2 HTML

HTML is the language used to create webpages. When we copy and paste text from a webpage, we are interacting with the result of the HTML code, which tells our internet browsers how to display the content. When we scrape, we download the HTML code, so we need to dive into this language and understand its syntax so that we can extract the information we want. Webpages are designed for the user experience, not data collection, so it can get messy.

Take a look at this page: http://www.scrapethissite.com/pages/simple/

Imagine we want to scrape all of the country names off of the page. Which are the country names? How can we tell? We have background knowledge about most (hopefully) of the country names, and we can figure out from there that the country names are the first entries in each block next to the flag icons.

If we want a computer to scrape this, though, how could it tell which pieces of text are country names, since it does not have the background knowledge?

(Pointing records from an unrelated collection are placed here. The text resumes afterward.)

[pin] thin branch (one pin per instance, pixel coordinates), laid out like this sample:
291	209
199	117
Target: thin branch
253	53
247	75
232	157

A computer sees the HTML code, not the output that we are looking at, so we need to dive in to the code behind the page.

2.1 Elements

As a very simple example of an HTML element, take this code:

<a href="https://sscc.wisc.edu/" class="my-link-class"> Click here </a>

which produces this link:

Click here

This line of code consists of one element. Elements are the fundamental unit in HTML, and elements are composed of several pieces:

  • Element names, which determine the output of the code, such as a link (a), a paragraph (p), or a level-four header (h4)

  • Opening tags and closing tags, which mark the start (<a ... >) and the end of an element (</a>)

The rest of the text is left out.